Ingolstadt
Zwischen Kontinuität und Bruchstellen

Beim Tag des offenen Denkmals erhielten die zahlreichen Besucher interessante Einblicke in die Ingolstädter Geschichte

08.09.2019 | Stand 23.09.2023, 8:28 Uhr
Der Kamin im Hagn-Haus wurde nicht von den Schäfflern, sondern zuvor von einem Schmied genutzt. Groß war auch der Andrang im alten Haus der Bayerischen Versicherungskammer am Brückenkopf. −Foto: Eberl

Ingolstadt (DK) Umbrüche in Kunst und Architektur lautete gestern das Motto beim Tag des offenen Denkmals.

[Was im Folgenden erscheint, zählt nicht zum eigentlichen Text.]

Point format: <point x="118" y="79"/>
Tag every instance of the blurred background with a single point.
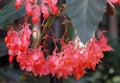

Neben Schloss, Theater, Münster oder Kreuztor öffneten auch ansonsten unzugängliche Festungsbauten wie die Traverse 61 am Schutterhof oder Privathäuser wie das Schäfflerhaus ihre Türen. "Hans Hagn Schäfflermeister" steht unübersehbar auf dem großen, grünen Gebäude an der Schulstraße 1 und verrät auch dem Unkundigen, welche Handwerkerfamilie hier einst ansässig war. Alteingesessene Ingolstädter kennen natürlich die bekannte Familie, von der immer noch zehn Mitglieder bei den Schäfflern aktiv sind.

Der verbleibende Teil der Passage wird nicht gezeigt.